Negotiating with buyers who know more than you do
  • sales
  • Blog post

Negotiating with buyers who know more than you do

Back in the Golden Age of Sales (assuming such a time ever existed), one of the most powerful weapons that a salesperson had was information — specifically, what negotiation experts call “asymmetric” information.

In price negotiations, for example, salespeople knew exactly how low they could go; buyers had to guess. Salespeople probably had a good idea of their competitors’ bottom- line prices too; buyers could only find that out through lengthy and arduous negotiations with each individual vendor. Salespeople might not know how much a given buyer was willing to pay, but they had a good idea of how much a buyer could afford to pay. In short, sellers knew a lot more than buyers did – and could use that information to their advantage.

These days, it’s often buyers who have the upper hand when it comes to information. They can comparison shop online. They can find out how low you’ve gone in the past (or how low someone in your organization was willing to go).
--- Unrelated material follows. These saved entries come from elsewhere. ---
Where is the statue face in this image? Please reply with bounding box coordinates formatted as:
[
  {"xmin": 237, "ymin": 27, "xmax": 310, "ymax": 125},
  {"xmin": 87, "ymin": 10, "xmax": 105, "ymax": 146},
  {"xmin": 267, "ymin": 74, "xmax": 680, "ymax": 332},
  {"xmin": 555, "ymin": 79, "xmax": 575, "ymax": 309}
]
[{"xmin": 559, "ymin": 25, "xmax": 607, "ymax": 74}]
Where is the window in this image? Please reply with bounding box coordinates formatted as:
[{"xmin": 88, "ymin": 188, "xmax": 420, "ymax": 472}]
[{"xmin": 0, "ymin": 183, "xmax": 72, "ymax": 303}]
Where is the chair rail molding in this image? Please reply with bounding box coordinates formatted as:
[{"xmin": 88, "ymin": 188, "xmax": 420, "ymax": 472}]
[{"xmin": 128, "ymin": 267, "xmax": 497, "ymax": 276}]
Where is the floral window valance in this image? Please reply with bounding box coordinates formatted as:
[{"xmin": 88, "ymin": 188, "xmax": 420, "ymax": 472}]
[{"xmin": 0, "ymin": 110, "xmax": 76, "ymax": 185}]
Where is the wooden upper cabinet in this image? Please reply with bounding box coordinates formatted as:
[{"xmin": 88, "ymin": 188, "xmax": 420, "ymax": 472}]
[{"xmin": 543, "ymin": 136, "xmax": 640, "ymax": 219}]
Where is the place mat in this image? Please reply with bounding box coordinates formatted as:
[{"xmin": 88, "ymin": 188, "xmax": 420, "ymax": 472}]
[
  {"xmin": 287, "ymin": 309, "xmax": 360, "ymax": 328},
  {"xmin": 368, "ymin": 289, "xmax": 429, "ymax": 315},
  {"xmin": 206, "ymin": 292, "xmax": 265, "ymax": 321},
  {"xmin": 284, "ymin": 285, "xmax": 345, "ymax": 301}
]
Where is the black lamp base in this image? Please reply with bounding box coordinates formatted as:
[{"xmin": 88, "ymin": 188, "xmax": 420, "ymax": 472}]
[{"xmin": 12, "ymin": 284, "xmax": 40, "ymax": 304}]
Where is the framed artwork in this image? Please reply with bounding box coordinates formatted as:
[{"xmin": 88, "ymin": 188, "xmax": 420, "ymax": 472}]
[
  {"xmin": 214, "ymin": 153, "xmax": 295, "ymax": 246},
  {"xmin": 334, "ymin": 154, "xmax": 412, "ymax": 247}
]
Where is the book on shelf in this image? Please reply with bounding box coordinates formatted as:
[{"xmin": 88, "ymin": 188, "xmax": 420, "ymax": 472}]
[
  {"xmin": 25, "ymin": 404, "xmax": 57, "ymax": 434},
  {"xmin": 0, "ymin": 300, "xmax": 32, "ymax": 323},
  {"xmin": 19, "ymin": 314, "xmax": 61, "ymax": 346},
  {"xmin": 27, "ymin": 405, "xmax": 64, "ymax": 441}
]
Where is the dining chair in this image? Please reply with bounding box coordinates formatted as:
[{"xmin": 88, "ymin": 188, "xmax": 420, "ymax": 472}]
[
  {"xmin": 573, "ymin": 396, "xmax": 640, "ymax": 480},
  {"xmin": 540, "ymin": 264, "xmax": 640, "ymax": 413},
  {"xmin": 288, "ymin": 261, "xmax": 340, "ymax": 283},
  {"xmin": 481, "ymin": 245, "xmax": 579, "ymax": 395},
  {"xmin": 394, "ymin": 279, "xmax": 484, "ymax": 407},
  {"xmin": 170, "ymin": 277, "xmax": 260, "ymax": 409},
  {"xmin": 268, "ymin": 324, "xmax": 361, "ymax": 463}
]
They can use negative customer reviews to extract greater concessions. And if they don’t like your response, they can complain to hundreds or even thousands of other buyers.

It’s so unfair.

And yet it’s possible to use the buyer’s superior knowledge to help you win more sales.

Here’s how: If your buyer already knows everything about you, you lose nothing by practicing full disclosure. And you gain tremendous credibility. Your buyer is expecting you to be cagey. Surprise him by being transparent. You got some bad customer reviews? Be the first to bring those reviews up (if your buyer hasn’t seen them yet, she will soon enough). Then when you point out that you’ve gotten 20 times as many good reviews, she’ll be more likely to trust you. Someone posted that your company gave them a 25 percent discount off list price? Admit it cheerfully – then explain what concessions the buyer made to get that price. (Or if that someone is fibbing, pull up the invoice that proves it.)

Don’t be afraid of the information a knowledgeable buyer brings to the table. Don’t try to hide from it. Share what you know freely, and you build credibility.